Re: [PATCH crypto-stable] crypto: arch/lib - limit simd usage to PAGE_SIZE chunks

From: Ard Biesheuvel
Date: Thu Apr 23 2020 - 04:46:14 EST


On Wed, 22 Apr 2020 at 22:17, Jason A. Donenfeld <Jason@xxxxxxxxx> wrote:
>
> On Wed, Apr 22, 2020 at 1:51 PM Jason A. Donenfeld <Jason@xxxxxxxxx> wrote:
> >
> > On Wed, Apr 22, 2020 at 1:39 AM Ard Biesheuvel <ardb@xxxxxxxxxx> wrote:
> > >
> > > On Wed, 22 Apr 2020 at 09:32, Jason A. Donenfeld <Jason@xxxxxxxxx> wrote:
> > > >
> > > > On Tue, Apr 21, 2020 at 10:04 PM Eric Biggers <ebiggers@xxxxxxxxxx> wrote:
> > > > > Seems this should just be a 'while' loop?
> > > > >
> > > > > while (bytes) {
> > > > > unsigned int todo = min_t(unsigned int, PAGE_SIZE, bytes);
> > > > >
> > > > > kernel_neon_begin();
> > > > > chacha_doneon(state, dst, src, todo, nrounds);
> > > > > kernel_neon_end();
> > > > >
> > > > > bytes -= todo;
> > > > > src += todo;
> > > > > dst += todo;
> > > > > }
> > > >
> > > > The for(;;) is how it's done elsewhere in the kernel (that this patch
> > > > doesn't touch), because then we can break out of the loop before
> > > > having to increment src and dst unnecessarily.
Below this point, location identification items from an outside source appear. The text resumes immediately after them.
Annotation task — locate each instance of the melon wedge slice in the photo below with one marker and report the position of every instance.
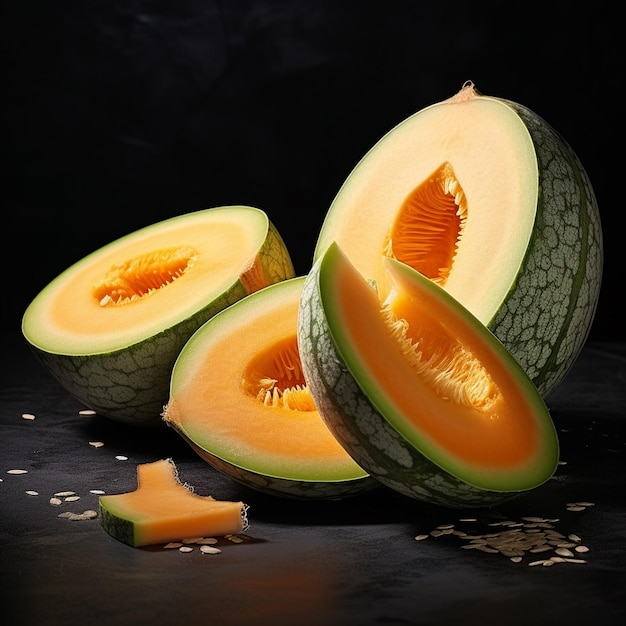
(162, 509)
(419, 392)
(110, 327)
(239, 398)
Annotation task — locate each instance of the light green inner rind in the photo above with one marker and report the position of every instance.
(225, 451)
(44, 337)
(535, 473)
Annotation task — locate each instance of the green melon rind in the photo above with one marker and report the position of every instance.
(131, 385)
(261, 477)
(285, 487)
(545, 319)
(360, 428)
(121, 529)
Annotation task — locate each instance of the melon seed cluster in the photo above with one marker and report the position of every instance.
(516, 539)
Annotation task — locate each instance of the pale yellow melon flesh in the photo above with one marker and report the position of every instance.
(138, 286)
(431, 194)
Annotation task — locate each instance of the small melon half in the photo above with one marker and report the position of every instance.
(419, 392)
(110, 327)
(239, 398)
(486, 199)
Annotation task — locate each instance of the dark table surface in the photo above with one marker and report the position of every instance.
(352, 562)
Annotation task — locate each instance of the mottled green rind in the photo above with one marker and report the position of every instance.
(361, 429)
(547, 315)
(284, 487)
(121, 529)
(131, 385)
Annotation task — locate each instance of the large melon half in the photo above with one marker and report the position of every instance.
(419, 392)
(483, 197)
(110, 327)
(239, 398)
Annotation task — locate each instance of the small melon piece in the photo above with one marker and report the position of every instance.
(483, 197)
(163, 509)
(419, 392)
(239, 398)
(110, 327)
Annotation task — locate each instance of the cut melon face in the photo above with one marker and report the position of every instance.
(163, 509)
(239, 397)
(482, 196)
(111, 326)
(417, 390)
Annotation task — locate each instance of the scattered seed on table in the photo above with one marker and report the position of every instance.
(564, 552)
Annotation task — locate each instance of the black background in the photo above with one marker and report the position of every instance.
(121, 113)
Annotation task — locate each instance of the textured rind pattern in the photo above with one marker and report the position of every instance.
(378, 448)
(131, 385)
(123, 530)
(546, 317)
(275, 259)
(283, 487)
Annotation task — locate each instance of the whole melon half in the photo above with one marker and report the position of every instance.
(418, 391)
(486, 199)
(239, 398)
(110, 327)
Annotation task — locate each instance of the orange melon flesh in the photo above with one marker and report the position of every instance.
(117, 298)
(466, 151)
(491, 426)
(215, 385)
(162, 509)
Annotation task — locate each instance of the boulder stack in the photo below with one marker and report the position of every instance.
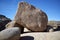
(30, 17)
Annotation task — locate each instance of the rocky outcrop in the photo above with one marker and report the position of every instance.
(30, 17)
(3, 21)
(41, 36)
(10, 34)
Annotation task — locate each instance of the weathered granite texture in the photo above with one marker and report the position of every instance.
(3, 21)
(30, 17)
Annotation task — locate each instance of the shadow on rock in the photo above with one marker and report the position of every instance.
(27, 38)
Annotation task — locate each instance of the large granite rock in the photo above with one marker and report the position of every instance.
(41, 36)
(30, 17)
(10, 34)
(3, 21)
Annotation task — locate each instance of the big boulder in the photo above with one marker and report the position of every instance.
(3, 21)
(31, 17)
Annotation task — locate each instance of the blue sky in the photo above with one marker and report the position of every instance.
(50, 7)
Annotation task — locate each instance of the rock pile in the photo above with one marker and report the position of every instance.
(30, 17)
(34, 20)
(3, 21)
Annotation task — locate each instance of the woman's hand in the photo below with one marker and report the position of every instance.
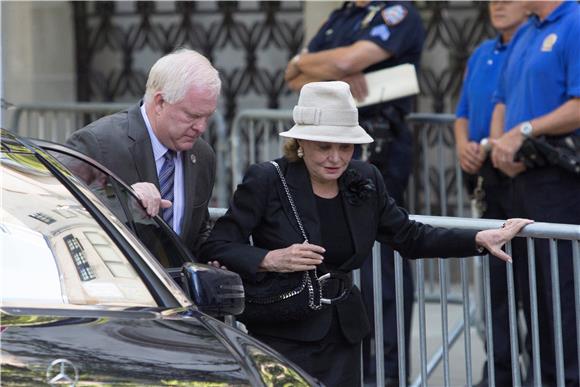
(494, 239)
(298, 257)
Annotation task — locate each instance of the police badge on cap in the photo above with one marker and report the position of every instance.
(394, 15)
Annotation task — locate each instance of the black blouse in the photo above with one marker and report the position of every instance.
(336, 237)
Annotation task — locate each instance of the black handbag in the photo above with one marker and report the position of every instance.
(563, 152)
(278, 297)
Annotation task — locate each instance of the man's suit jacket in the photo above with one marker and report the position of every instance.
(260, 209)
(121, 143)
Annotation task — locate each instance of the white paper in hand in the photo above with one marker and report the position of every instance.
(389, 84)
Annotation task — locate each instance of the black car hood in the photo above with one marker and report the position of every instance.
(134, 348)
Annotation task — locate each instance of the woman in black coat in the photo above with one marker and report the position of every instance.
(344, 207)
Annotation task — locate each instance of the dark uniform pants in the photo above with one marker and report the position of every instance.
(498, 201)
(552, 195)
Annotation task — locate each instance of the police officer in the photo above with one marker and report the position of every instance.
(361, 37)
(539, 95)
(473, 114)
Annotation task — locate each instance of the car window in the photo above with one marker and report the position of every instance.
(53, 251)
(160, 240)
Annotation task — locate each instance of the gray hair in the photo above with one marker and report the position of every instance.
(174, 73)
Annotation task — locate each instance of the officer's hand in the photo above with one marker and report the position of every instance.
(150, 198)
(504, 148)
(494, 239)
(471, 156)
(358, 86)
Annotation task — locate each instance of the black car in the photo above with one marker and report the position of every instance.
(85, 302)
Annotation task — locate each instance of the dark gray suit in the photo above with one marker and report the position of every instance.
(121, 143)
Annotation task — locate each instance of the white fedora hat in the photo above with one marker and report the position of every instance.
(326, 112)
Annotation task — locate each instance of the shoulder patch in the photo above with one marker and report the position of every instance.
(381, 31)
(394, 15)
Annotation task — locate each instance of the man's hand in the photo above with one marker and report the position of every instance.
(217, 265)
(471, 156)
(150, 197)
(298, 257)
(358, 85)
(494, 239)
(504, 151)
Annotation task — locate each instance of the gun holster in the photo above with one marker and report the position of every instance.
(563, 152)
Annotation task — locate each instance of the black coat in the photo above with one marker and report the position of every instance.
(261, 209)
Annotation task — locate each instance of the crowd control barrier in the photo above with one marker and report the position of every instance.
(437, 364)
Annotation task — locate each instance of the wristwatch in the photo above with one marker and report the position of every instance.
(526, 129)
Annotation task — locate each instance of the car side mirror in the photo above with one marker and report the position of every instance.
(214, 291)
Likely a pointless
> > > > optimization as probably the compiler can figure out how to avoid
> > > > that. But maybe it can't. If you have a strong preference, I can
> > > > reactor everything to use `while (bytes)`, but if you don't care,
> > > > let's keep this as-is. Opinion?
> > > >
> > >
> > > Since we're bikeshedding, I'd prefer 'do { } while (bytes);' here,
> > > given that bytes is guaranteed to be non-zero before we enter the
> > > loop. But in any case, I'd prefer avoiding for(;;) or while(1) where
> > > we can.
> >
> > Okay, will do-while it up for v2.
>
> I just sent v2 containing do-while, and I'm fine with that going in
> that way. But just in the interest of curiosity in the pan-tone
> palette, check this out:
>
> https://godbolt.org/z/VxXien
>
> It looks like on mine, the compiler avoids unnecessarily calling those
> adds on the last iteration, but on the other hand, it results in an
> otherwise unnecessary unconditional jump for the < 4096 case. Sort of
> interesting. Arm64 code is more or less the same difference too.
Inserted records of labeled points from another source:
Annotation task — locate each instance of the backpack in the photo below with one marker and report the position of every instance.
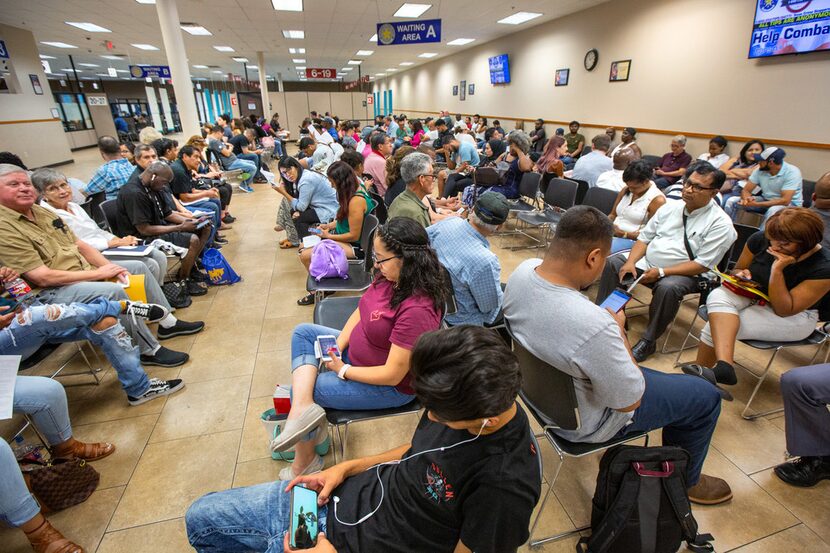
(641, 503)
(328, 260)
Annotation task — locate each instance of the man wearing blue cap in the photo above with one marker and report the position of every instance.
(779, 183)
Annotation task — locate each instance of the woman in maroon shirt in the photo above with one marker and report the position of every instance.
(406, 300)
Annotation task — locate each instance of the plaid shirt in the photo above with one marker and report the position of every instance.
(110, 177)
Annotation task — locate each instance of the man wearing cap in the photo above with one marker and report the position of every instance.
(462, 248)
(780, 184)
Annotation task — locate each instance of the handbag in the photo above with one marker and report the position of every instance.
(61, 482)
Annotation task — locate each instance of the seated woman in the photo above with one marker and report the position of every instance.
(405, 300)
(788, 264)
(347, 226)
(315, 201)
(57, 196)
(636, 203)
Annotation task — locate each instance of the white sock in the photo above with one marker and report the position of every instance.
(168, 321)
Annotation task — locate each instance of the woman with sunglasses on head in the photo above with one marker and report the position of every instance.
(308, 200)
(786, 263)
(405, 300)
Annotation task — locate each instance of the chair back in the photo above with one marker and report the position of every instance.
(561, 193)
(600, 198)
(108, 211)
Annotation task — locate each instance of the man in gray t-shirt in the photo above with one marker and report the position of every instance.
(550, 317)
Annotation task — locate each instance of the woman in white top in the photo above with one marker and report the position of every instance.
(635, 205)
(57, 196)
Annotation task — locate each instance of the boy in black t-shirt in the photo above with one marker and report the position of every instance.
(468, 481)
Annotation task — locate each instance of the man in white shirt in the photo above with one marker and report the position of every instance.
(681, 242)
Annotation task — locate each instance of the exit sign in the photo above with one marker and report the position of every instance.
(317, 73)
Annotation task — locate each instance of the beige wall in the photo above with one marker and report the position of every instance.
(37, 143)
(689, 73)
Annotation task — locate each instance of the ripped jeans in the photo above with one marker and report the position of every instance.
(58, 323)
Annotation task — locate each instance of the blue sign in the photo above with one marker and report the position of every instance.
(143, 71)
(409, 32)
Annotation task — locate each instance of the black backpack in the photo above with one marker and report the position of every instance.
(641, 503)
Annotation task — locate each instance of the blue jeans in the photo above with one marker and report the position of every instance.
(686, 408)
(255, 518)
(59, 323)
(329, 390)
(44, 400)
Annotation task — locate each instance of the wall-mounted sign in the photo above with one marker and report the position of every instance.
(409, 32)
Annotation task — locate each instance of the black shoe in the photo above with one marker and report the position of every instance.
(804, 471)
(643, 349)
(165, 358)
(181, 328)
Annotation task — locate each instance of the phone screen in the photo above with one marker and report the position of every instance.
(303, 518)
(615, 301)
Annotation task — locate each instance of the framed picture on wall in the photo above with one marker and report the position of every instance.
(620, 70)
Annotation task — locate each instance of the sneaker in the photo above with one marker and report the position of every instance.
(165, 358)
(181, 328)
(158, 388)
(151, 312)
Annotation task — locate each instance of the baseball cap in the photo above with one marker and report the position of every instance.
(492, 208)
(773, 154)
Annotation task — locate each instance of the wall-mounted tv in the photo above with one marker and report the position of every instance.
(500, 69)
(790, 27)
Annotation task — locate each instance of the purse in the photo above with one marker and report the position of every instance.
(61, 482)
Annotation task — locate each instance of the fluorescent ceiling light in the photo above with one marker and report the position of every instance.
(412, 10)
(196, 30)
(519, 18)
(58, 44)
(89, 27)
(288, 5)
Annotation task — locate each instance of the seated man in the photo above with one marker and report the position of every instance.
(682, 241)
(463, 249)
(35, 242)
(142, 212)
(24, 331)
(436, 497)
(779, 183)
(807, 421)
(673, 164)
(615, 396)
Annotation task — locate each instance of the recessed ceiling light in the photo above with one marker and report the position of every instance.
(89, 27)
(59, 44)
(519, 18)
(194, 29)
(288, 5)
(412, 10)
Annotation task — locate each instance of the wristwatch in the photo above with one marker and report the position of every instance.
(341, 374)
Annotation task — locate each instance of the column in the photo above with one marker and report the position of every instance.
(171, 34)
(263, 85)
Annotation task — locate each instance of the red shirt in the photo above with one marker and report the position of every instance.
(380, 326)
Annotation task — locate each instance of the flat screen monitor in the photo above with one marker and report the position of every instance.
(500, 69)
(790, 27)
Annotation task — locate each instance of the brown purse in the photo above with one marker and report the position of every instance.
(61, 482)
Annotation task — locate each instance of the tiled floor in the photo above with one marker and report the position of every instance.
(208, 436)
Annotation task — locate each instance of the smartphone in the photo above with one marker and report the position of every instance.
(303, 518)
(616, 301)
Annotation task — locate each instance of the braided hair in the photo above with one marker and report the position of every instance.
(421, 272)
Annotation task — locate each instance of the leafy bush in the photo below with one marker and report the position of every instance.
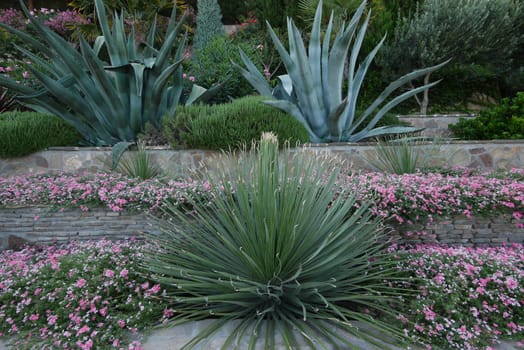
(212, 65)
(278, 251)
(504, 121)
(470, 297)
(22, 133)
(86, 295)
(231, 125)
(478, 32)
(209, 24)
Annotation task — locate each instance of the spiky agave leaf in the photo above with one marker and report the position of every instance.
(106, 104)
(317, 76)
(280, 251)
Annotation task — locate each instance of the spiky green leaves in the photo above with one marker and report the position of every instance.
(317, 76)
(105, 103)
(278, 251)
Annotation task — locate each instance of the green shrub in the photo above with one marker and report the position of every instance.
(230, 125)
(209, 24)
(504, 121)
(23, 133)
(212, 65)
(280, 250)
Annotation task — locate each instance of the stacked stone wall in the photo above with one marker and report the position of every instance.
(43, 225)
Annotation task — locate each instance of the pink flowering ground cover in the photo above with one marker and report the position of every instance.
(113, 191)
(408, 198)
(469, 297)
(93, 295)
(87, 295)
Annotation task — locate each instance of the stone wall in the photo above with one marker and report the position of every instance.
(40, 224)
(475, 154)
(435, 125)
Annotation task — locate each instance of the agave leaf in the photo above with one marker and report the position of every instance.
(386, 108)
(253, 75)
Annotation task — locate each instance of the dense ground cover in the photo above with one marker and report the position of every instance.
(93, 295)
(404, 198)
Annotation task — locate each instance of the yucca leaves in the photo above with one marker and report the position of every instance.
(317, 77)
(277, 251)
(107, 102)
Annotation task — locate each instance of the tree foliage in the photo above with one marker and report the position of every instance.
(471, 32)
(209, 23)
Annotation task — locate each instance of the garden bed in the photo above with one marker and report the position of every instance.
(503, 154)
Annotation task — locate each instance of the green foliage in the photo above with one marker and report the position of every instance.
(404, 155)
(23, 133)
(212, 65)
(273, 11)
(209, 24)
(7, 101)
(504, 121)
(281, 251)
(478, 32)
(138, 164)
(312, 91)
(106, 104)
(232, 125)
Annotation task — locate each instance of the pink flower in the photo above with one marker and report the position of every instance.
(81, 283)
(83, 329)
(429, 314)
(51, 320)
(511, 284)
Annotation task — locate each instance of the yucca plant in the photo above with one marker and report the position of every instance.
(106, 102)
(6, 100)
(312, 91)
(404, 155)
(280, 251)
(138, 163)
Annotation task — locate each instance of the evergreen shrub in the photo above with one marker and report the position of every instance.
(504, 121)
(22, 133)
(231, 125)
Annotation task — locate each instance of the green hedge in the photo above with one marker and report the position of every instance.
(22, 133)
(231, 125)
(504, 121)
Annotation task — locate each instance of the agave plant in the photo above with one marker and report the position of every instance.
(280, 252)
(312, 91)
(106, 103)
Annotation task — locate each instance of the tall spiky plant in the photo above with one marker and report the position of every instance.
(312, 91)
(106, 102)
(281, 251)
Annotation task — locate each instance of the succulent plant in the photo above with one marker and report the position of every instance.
(312, 91)
(106, 102)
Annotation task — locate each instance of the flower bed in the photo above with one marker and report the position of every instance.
(409, 198)
(92, 295)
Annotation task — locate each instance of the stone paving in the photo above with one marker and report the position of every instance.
(174, 338)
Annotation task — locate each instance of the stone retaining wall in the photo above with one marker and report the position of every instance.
(41, 224)
(435, 125)
(476, 154)
(45, 225)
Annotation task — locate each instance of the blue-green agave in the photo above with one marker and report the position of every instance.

Yeah, even if shaving off 1 or 2 cycles mattered here (since we've
just decided that ugh() may take up to 20,000 cycles), hiding a couple
of ALU instructions in the slots between the subs (which sets the zero
flag) and the conditional branch that tests it probably comes for free
on in-order cores anyway. And even if it didn't, backwards branches
are usually statically predicted as taken, in which case their results
are actually needed.

On out-of-order cores under speculation, none of this matters anyway.